# An FPGA-based Accelerator for Sound Field Rendering with High-order FDTD

Yiyu Tan RIKEN Center for Computational Science Japan tan.yiyu@riken.jp Toshiyuki Imamura RIKEN Center for Computational Science Japan imamura.toshiyuki@riken.jp Masaaki Kondo RIKEN Center for Computational Science Japan masaaki.kondo@riken.jp

## 1. INTRODUCTION

FDTD method has already become an essential method in room acoustics because of its high accuracy, easy implementation and parallelism. Although many works were done to reduce the inherent dispersion and oversampling in spatial grids, they still require high computation capability and memory bandwidth.
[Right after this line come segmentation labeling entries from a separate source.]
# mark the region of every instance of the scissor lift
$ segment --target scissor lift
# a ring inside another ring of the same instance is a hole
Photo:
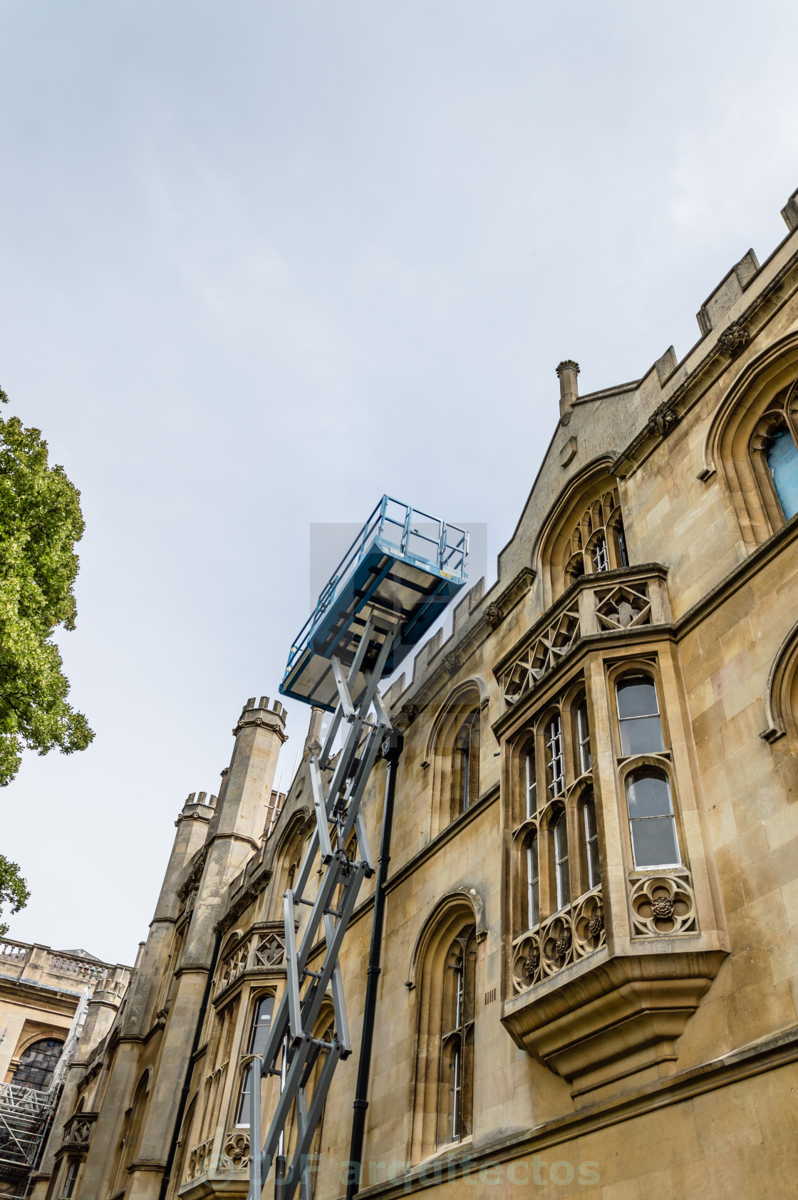
[[[260,1200],[274,1163],[275,1198],[311,1200],[308,1160],[316,1128],[341,1058],[352,1054],[338,954],[360,884],[374,874],[360,803],[377,754],[391,732],[378,685],[421,640],[466,583],[468,534],[384,496],[337,570],[316,610],[292,646],[280,688],[284,696],[331,712],[332,721],[318,757],[308,762],[316,830],[293,888],[283,899],[286,989],[262,1055],[252,1056],[250,1092],[250,1198]],[[343,744],[337,756],[338,732]],[[324,784],[322,772],[330,772]],[[356,848],[353,857],[350,839]],[[306,896],[320,854],[322,877]],[[296,944],[300,906],[310,910]],[[311,950],[323,936],[324,955],[314,970]],[[322,1003],[335,1010],[330,1042],[313,1037]],[[319,1055],[324,1062],[312,1093],[307,1085]],[[280,1079],[281,1091],[263,1151],[260,1080]],[[294,1109],[296,1142],[287,1169],[283,1132]]]

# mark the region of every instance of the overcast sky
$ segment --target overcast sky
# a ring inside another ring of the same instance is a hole
[[[797,35],[786,0],[0,0],[0,384],[83,496],[96,731],[0,792],[10,936],[133,961],[311,523],[390,492],[487,522],[494,575],[557,362],[682,358],[786,233]]]

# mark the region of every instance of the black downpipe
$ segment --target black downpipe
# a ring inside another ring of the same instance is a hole
[[[158,1200],[166,1200],[167,1188],[172,1180],[172,1168],[174,1166],[174,1156],[178,1152],[178,1138],[180,1136],[180,1126],[182,1124],[182,1118],[186,1111],[186,1103],[188,1100],[188,1091],[191,1088],[191,1076],[194,1073],[194,1055],[199,1046],[199,1039],[203,1033],[203,1024],[205,1021],[205,1013],[208,1012],[208,1001],[210,1000],[210,990],[214,986],[214,973],[216,971],[216,960],[218,959],[218,948],[222,944],[221,931],[216,935],[216,941],[214,942],[214,953],[211,954],[210,967],[208,968],[208,979],[205,980],[205,991],[203,992],[203,1002],[199,1006],[199,1014],[197,1016],[197,1028],[194,1030],[194,1040],[191,1043],[191,1054],[188,1055],[188,1066],[186,1067],[186,1078],[182,1084],[182,1091],[180,1092],[180,1102],[178,1104],[178,1115],[174,1118],[174,1130],[172,1133],[172,1142],[169,1145],[169,1153],[167,1156],[167,1165],[163,1168],[163,1178],[161,1180],[161,1190],[158,1192]]]
[[[377,859],[377,884],[374,888],[374,919],[371,926],[371,949],[368,952],[368,970],[366,972],[366,998],[362,1014],[362,1037],[360,1040],[360,1060],[358,1062],[358,1084],[355,1087],[354,1114],[352,1117],[352,1144],[349,1147],[349,1182],[347,1200],[352,1200],[360,1189],[362,1176],[362,1142],[366,1129],[366,1109],[368,1108],[368,1076],[371,1073],[371,1049],[374,1040],[374,1016],[377,1014],[377,983],[379,980],[379,961],[383,950],[383,923],[385,919],[385,881],[388,864],[391,860],[391,829],[394,826],[394,796],[396,793],[396,768],[402,752],[403,738],[391,733],[383,742],[383,757],[388,761],[388,781],[385,784],[385,808],[383,810],[383,832],[379,840],[379,858]]]

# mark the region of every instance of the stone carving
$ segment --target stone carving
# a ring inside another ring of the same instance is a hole
[[[640,880],[629,896],[634,932],[643,937],[696,934],[696,898],[680,875],[653,875]]]
[[[722,334],[718,337],[718,348],[728,354],[730,359],[736,358],[740,350],[744,350],[748,343],[751,341],[751,335],[749,334],[745,325],[740,325],[738,320],[733,320]]]
[[[647,583],[620,583],[595,589],[595,619],[599,631],[650,625],[652,602]]]
[[[455,674],[460,667],[460,655],[456,650],[449,650],[448,654],[443,656],[443,665],[445,666],[449,674]]]
[[[233,983],[234,979],[246,971],[247,959],[250,956],[250,947],[245,942],[230,954],[226,962],[222,964],[222,974],[218,980],[218,990],[227,988],[228,983]]]
[[[581,958],[606,946],[601,889],[596,888],[576,901],[574,906],[574,938],[576,953]]]
[[[504,620],[504,613],[497,604],[485,605],[485,620],[488,623],[491,629],[497,629]]]
[[[85,1150],[91,1141],[91,1130],[96,1120],[96,1112],[76,1112],[66,1123],[64,1145]]]
[[[250,1134],[233,1129],[224,1139],[222,1151],[235,1171],[247,1171],[250,1169]]]
[[[254,961],[256,966],[259,967],[276,967],[283,960],[283,954],[286,953],[284,938],[280,937],[277,934],[263,934],[258,938],[258,944],[254,949]]]
[[[523,652],[504,676],[504,698],[515,704],[580,640],[580,612],[576,601]]]
[[[606,944],[601,888],[594,888],[554,913],[515,944],[512,978],[516,991],[541,983]]]
[[[198,1146],[188,1154],[188,1170],[186,1171],[186,1182],[188,1180],[197,1180],[200,1175],[208,1175],[210,1170],[210,1152],[214,1145],[212,1138],[206,1138],[205,1141],[200,1141]]]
On the other hand, GPUs and FPGAs have been applied to speed up computation in sound field rendering in recent years because of their much higher parallel computation capability over traditional general-purpose processors [1-4]. In particular, latest FPGAs provide thousands of hardened floating-point arithmetic units, several Megabytes of on-chip block memories, and millions of reconfigurable logic blocks to directly implement sound wave equation and customize data path to accelerate computation. In this research, an FPGA-based accelerator is developed to speed computation in sound field rendering with the high-order FDTD.

## 2. SYSTEM DESIGN

**Rendering algorithm.** A high-order approximation based on the Lagrange polynomial fitting [1] is applied to accurately approximate the second-order partial derivative in spatial domain, and the second-order center difference method is employed on time domain in wave equation. The update equation of sound pressure is derived, such as the 4th-order FDTD scheme shown as follows [4].
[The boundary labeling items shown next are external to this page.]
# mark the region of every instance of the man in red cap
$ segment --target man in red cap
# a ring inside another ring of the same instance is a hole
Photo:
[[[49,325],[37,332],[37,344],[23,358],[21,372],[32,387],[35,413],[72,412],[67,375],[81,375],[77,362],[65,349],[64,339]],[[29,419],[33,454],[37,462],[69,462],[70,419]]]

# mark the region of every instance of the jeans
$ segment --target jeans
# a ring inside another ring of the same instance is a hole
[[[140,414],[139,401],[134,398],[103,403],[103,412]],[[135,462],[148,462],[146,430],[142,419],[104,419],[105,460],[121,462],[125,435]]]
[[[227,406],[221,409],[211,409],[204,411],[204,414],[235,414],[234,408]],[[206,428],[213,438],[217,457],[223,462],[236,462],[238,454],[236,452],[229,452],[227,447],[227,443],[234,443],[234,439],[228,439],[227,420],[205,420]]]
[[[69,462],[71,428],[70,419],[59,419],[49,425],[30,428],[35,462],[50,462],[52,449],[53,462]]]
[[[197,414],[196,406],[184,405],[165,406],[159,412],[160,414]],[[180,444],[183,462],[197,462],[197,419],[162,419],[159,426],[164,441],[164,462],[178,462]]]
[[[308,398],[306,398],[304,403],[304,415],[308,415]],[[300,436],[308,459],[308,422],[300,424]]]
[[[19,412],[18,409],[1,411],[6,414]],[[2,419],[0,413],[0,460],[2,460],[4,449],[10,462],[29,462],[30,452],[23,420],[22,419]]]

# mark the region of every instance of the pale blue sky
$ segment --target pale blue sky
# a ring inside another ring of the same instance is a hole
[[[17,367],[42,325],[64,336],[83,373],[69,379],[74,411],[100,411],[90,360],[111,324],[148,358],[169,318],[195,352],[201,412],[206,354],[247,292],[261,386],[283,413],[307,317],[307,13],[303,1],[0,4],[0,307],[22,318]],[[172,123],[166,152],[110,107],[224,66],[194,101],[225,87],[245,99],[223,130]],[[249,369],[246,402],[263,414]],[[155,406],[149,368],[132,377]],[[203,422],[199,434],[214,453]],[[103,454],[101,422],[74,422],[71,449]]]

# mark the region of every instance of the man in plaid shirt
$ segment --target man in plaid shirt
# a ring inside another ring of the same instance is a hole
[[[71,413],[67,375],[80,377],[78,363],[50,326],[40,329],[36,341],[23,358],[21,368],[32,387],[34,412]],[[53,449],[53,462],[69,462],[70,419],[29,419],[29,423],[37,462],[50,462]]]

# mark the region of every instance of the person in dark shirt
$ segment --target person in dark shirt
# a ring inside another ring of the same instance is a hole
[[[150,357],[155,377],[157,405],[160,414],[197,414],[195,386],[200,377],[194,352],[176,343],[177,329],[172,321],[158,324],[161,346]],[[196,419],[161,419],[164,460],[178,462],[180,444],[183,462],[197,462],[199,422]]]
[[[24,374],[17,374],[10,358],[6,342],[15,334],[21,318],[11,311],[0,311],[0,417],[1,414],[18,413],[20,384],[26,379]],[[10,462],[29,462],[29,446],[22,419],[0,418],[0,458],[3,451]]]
$$\begin{split} P_{i,j,k}^{n+1} &= \chi^2 [-\frac{1}{12} (P_{i-2,j,k}^n + P_{i+2,j,k}^n + P_{i,j-2,k}^n + P_{i,j+2,k}^n + P_{i,j,k-2}^n + P_{i,j,k-2}^n + P_{i,j,k-2}^n) \\ &+ \frac{4}{3} (P_{i-1,j,k}^n + P_{i+1,j,k}^n + P_{i,j-1,k}^n + P_{i,j+1,k}^n + P_{i,j,k-1}^n + P_{i,j,k+1}^n)] + (2 - \frac{15}{2} \chi^2) P_{i,j,k}^n - P_{i,j,k}^{n-1} \\ &\text{where } P \text{ is the sound pressure of a node } (i,j,k) \text{ and } \chi \text{ is the Courant number.} \end{split}$$

System design and im

**System design and implementation**. The system is designed using OpenCL. The spatial blocking is applied to alleviate external memory bandwidth bottleneck and the size of on-chip buffers. The temporal blocking is used to reuse data and compute sound pressures of a same spatial block at continuous time steps. As shown in Figure 1, the system consists of Data input module, computation engine, and Data output module. The computation engine contains 16 processing elements (PEs). Each PE computes sound pressures of grids in a spatial block at a time-step, and all PEs are cascaded to compute sound pressures of grids in the same spatial block at continuous 16 time-steps.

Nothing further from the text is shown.